英文:
Keep the last n columns only outputted by separate by delimiter
问题
我有一个包含以下因子变量的数据框:
> head(example.df)
path
1 C:/Users/My PC/pinkhipppos/tinyhorsefeet/location1/categoryA/eyoshdzjow_random_image.txt
(虚构的目录)。
我想根据分隔符 /
拆分成单独的列。
我可以使用以下代码实现:
library(tidyverse)
example.df <- example.df %>%
separate(path,
into=c("dir",
"ok",
"hello",
"etc...",
"finally...",
"location",
"category",
"filename"),
sep="/")
尽管如此,我只关心最后两个目录和文件名,或来自分隔函数的最后 3 个结果。因为父目录(高于 location 的部分)可能会更改。我期望的输出如下:
> head(example.df)
location category filename
1 location1 categoryA eyoshdzjow_random_image.txt
可复制的示例:
example.df <- as.data.frame(
c("C:/Users/My PC/pinkhipppos/tinyhorsefeet/location1/categoryA/eyoshdzjow_random_image.txt",
"C:/Users/My PC/pinkhipppos/tinyhorsefeet/location2/categoryB/jdugnbtudg_random_image.txt")
)
colnames(example.df)<-"path"
英文:
I have a dataframe with the following factor variable:
> head(example.df)
path
1 C:/Users/My PC/pinkhipppos/tinyhorsefeet/location1/categoryA/eyoshdzjow_random_image.txt
(made up dirs).
I want to split into separate columns based on a delimiter: /
.
I can do this using
library(tidyverse)
example.df <- example.df %>%
separate(path,
into=c("dir",
"ok",
"hello",
"etc...",
"finally...",
"location",
"category",
"filename"),
sep="/")
Although, I am only interested in the last two dirs and the file name or the last 3 results from the separate function. As parent directories (higher than location) may change.

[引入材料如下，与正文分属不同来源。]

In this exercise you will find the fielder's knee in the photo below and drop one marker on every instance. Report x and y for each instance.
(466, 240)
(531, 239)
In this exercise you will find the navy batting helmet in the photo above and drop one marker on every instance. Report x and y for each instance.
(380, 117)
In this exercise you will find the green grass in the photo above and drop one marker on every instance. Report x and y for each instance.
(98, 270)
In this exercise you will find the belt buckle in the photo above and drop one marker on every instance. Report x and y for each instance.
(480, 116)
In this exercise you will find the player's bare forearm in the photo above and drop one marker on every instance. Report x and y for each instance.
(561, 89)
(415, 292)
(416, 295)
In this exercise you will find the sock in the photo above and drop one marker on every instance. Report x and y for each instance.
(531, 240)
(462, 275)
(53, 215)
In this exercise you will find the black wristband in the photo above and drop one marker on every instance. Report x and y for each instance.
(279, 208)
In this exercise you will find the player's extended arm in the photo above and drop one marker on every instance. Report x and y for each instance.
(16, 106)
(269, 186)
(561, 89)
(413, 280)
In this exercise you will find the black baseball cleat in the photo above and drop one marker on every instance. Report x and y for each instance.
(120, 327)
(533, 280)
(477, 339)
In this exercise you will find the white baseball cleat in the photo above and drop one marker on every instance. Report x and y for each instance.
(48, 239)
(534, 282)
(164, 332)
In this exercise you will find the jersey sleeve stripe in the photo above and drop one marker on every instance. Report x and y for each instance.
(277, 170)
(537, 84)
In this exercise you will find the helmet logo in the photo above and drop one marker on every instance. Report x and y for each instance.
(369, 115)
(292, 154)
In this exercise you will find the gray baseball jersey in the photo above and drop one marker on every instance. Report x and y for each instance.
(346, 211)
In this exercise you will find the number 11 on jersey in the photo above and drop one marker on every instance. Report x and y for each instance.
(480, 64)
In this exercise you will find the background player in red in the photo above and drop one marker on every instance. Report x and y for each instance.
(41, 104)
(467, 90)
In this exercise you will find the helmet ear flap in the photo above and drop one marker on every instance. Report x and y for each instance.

My desired output would be:
> head(example.df)
location category filename
1 location1 categoryA eyoshdzjow_random_image.txt
Reproducible:
example.df <- as.data.frame(
c("C:/Users/My PC/pinkhipppos/tinyhorsefeet/location1/categoryA/eyoshdzjow_random_image.txt",
"C:/Users/My PC/pinkhipppos/tinyhorsefeet/location2/categoryB/jdugnbtudg_random_image.txt")
)
colnames(example.df)<-"path"
答案1
得分: 2
One way in base R is to split string at "/" and select last 3 elements from each list.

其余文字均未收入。